ABSTRACT

While adoption and fostering, the practice of turning strangers into kin, 1 are experienced in a deeply personal manner, changes in the way intimate non-kin relationships have been fashioned and understood in the modern period are also refl ective of much broader change and more formal political, economic, social and cultural customs. Contemporary scholars analytically refer to ‘the political symbolism of children’ and childhood. 2 The regulation of the passing on of identity, knowledge and material goods from one generation to another is historically something in which communities have been deeply invested, and have facilitated through formal and informal means and from the least to the most elite, throughout human history. 3 A variety of systems have existed historically that enabled the co-residential connecting of children with non-kin adults through fostering, apprenticeship and indenturing, boarding out and political exchange.
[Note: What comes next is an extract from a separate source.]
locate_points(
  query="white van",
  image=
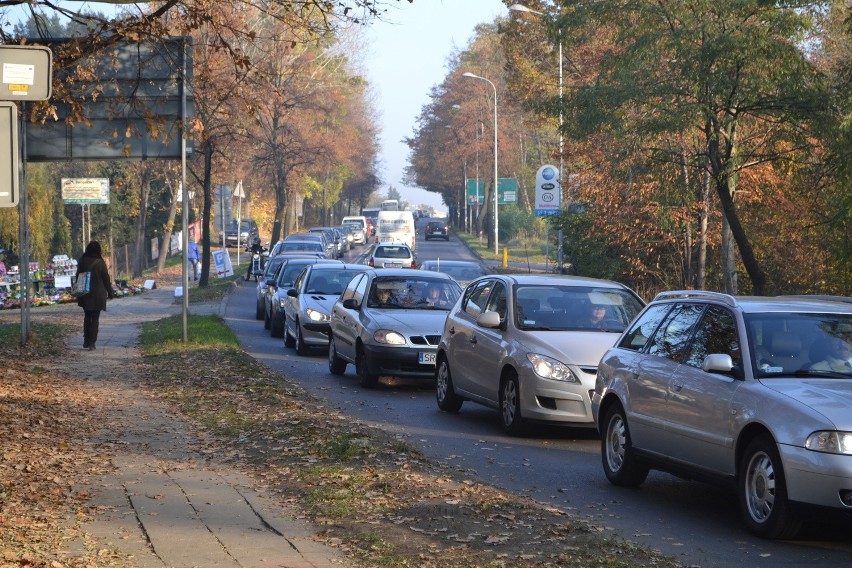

All enable ‘child circulation’, which ‘strengthen[s] social ties, build[s] life-long affective networks for the child[ren] and redistributes the pleasures and constraints of parenting and being a child’. 4 If non-kin family constructs have historically and culturally always existed, the challenge is to understand changing attitudes towards them in an industrializing and globally connected Western world. Examining ‘the “ideal” family that was being created, recreated, protected, or challenged in various adoption scenarios’, and especially in colonial settings, illuminates some of the ‘gendered and racialized narratives of nation and identity that create[d] social meaning now and in the past’. 5 We can learn much about a culture by studying the legal and social practices of adoption and fostering.